In the fall, the DOE will release the first round of more-comprehensive data, which could help researchers more clearly understand the nature of disparities in school.

“Beginning this year, we are going to have more data than ever before on discipline rates,” Ali said.

Called the Civil Rights Data Collection, the data is a two-part biennial survey. The first part was released June 30, but the discipline data won’t come until the second part is released in the fall.

The data come from roughly 7,000 school districts of all sizes and grade levels, including juvenile justice facilities. Much of it will be searchable online. And it will include data on violations such as harassment and bullying, as well as disciplinary actions such as restraint and seclusion.

DOE will break down the data by race, disability and other factors to see what patterns emerge. One pattern, however, is already clear.

“We are seeing a dramatic increase in the number of complaints the Office of Civil Rights has seen generally,” Ali said. She said there were 9 percent more complaints in fiscal year 2010 than in 2009, and she expects her office may see 3 percent more this fiscal year.

“Now, allegations are not violations,” Ali cautioned.

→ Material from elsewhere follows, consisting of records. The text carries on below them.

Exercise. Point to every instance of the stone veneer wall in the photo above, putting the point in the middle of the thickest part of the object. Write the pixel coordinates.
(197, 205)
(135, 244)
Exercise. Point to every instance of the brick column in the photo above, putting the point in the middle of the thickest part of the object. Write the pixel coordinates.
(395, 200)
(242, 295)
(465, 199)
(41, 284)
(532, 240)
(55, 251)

More data is needed to clarify the picture of classrooms and principals’ offices, but Freeman and other civil rights advocates agree with Ali that racial disparities are well-documented.

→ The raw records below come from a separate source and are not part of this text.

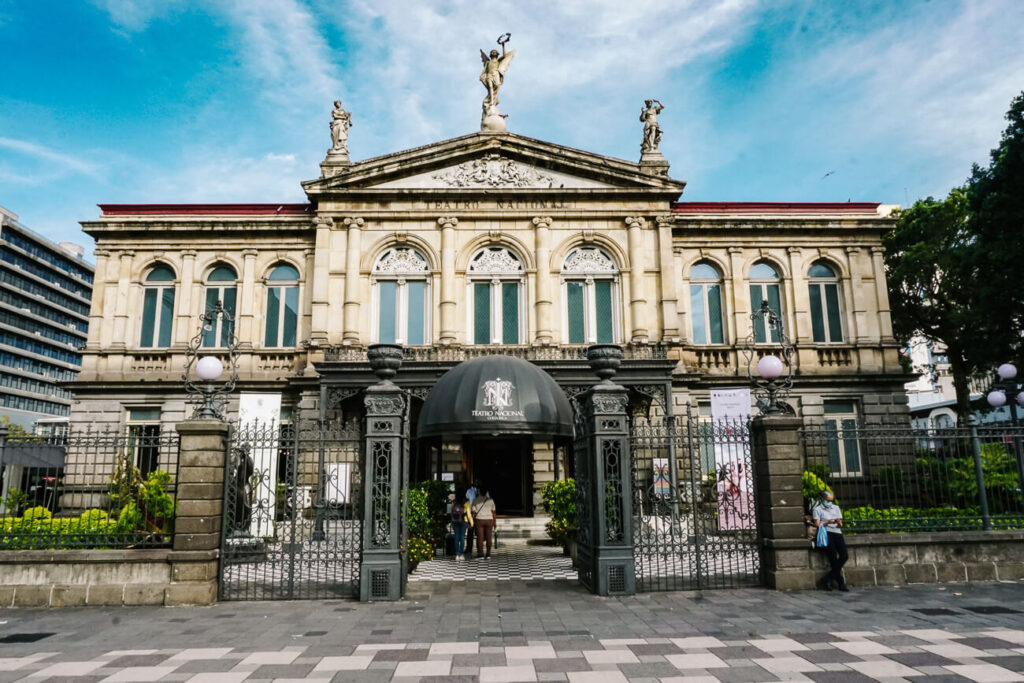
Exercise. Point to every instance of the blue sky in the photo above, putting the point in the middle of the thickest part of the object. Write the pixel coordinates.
(174, 100)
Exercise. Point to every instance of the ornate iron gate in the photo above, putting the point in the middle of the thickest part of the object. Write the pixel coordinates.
(293, 512)
(693, 509)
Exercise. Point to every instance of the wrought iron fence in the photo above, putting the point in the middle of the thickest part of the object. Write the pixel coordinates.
(694, 517)
(110, 488)
(902, 479)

“Racial disparities can’t be explained away by looking at differences in socio-economic status or disability status or any of that,” said Freeman. “Black students in particular are far more likely to be punished in the first place and to receive harsher punishment than their peers.”

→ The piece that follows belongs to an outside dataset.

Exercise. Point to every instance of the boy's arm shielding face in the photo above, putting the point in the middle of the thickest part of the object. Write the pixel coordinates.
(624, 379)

Recent examples have highlighted the problem in Southern states.

In 2009, the American Civil Liberties Union investigated Mississippi’s alternative schools, which were created in the 1990s to help more troubled teens graduate from school. The ACLU found that some school districts referred black students to the schools at a much higher rate or for more-vague violations.

The ACLU criticized the alternative school system for failing to be transparent and accountable.

“Obtaining reliable information about student populations, programming, or outcomes is nearly impossible,” according to the report.

In response, the Mississippi Legislature that year passed a law requiring school districts to report data about the alternative schools, but the reports still aren’t available through the state education department’s online database, meaning the public can’t easily access the data.

But state officials say the data have been collected and are helping the department internally.

And last year, the Florida state advisory committee to the U.S. Commission on Civil Rights investigated Duval County Schools. The committee, in a September report, found that black students faced much more disciplinary consequences than their white peers.

Ed Pratt-Dannals, superintendent of Duval County, Fla. said the district had already been working to reduce violence in the school and broader community when the CCR review began, prompted by their own data collection.

“We’ve made significant improvements across the board with African-American students, whether or not you’re talking about a dramatic reduction in major conduct violations, suspensions, expulsions, just about everything,” Pratt-Dannals said.

He said positive changes came from “a community-wide effort” by the state attorney’s office, city recreation and other officials.

But the CCR report found that although the school system had greatly improved the overall situation, the changes had done nothing to narrow the racial disparities. Black students were suspended 57 percent less between 2009 and 2010, and suspension of white students went down 60 percent over the same period.

One thing the Duval County schools and the federal government do agree on is the importance of data, without which, Pratt-Dannals said, the improvements in disciplinary rates would have never happened. He said that the county has long been not only collecting the data, but breakin g it down by race.

“We’ve been disaggregating data for a decade, and it became a concern within our community,” he said.